The authors of Groundswell are both employees of Forrester Research, about which I know almost nothing. I figured maybe it meant something useful in a data-driven way, so a couple of days ago I started reading. Turns out the ‘groundswell’ in the title is the internet + social networking + tech + the inability of the corporations to control their messaging + the author’s desire to identify, brand, trademark and exploit a cultural phenomenon. Not particularly earth-shattering stuff, but okay.
The book itself is designed to bring non-techy types up to date on the groundswell, to teach them how to live with the beast, and even how to turn the groundswell to their advantage. To which I say, bravo. Anarchy is all well and good, but let’s not get carried away.
Reading into the book I became a bit concerned by the frequency with which the book referred to itself, and particularly its own title, as if it had been written with keyword searches in mind. But all that was forgiven when I finally hauled myself up to page 20, ice axes gleaming in the high-altitude sun, and found, on a craggy outcropping, the single funniest English-language sentence written in the past ten years:
Unlike journalists, bloggers may sometimes mix fact with opinion, report rumors, and fail to disclose conflicts of interest.

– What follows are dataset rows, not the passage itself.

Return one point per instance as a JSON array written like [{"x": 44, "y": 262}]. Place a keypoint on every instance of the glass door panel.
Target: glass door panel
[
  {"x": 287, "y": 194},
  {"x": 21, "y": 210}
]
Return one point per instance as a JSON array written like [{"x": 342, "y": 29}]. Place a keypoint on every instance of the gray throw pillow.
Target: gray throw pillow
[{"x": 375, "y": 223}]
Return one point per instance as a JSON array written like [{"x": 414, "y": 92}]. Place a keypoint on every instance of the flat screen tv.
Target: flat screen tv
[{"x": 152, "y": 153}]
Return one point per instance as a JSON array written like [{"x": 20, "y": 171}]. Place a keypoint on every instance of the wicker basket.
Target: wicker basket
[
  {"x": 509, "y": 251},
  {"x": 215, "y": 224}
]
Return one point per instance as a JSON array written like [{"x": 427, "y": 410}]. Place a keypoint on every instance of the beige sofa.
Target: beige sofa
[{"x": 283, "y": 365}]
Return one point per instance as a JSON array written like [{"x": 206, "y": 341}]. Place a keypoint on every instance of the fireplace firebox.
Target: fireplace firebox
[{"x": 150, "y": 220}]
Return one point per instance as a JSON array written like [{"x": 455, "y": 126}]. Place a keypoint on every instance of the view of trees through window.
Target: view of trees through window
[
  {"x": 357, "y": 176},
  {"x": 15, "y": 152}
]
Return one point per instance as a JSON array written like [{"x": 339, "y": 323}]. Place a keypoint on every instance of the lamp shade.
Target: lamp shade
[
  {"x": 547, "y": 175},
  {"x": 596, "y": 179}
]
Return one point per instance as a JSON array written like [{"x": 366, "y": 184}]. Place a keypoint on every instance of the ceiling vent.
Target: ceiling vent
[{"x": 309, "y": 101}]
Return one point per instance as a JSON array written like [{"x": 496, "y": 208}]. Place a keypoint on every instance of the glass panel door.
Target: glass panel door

I call this kind of sentence an ejection seat, because after I read it I couldn’t go on. The authors may know a great deal about this whole groundswell business, and I may miss out by not reading the rest of the book, but I just can’t do it. Somewhere in the rest of their text is another sentence equally as misguided and oblivious (or calculated) as the one above, but that one might get past me. I might internalize it; even believe.
That such an sentence could be written by smart bestselling people who are qualified by virtue of publication to explain a cultural sea change to other smart people seems to me indicative of something, but as a blogger and non-bestelling writer, I don’t know what it could be.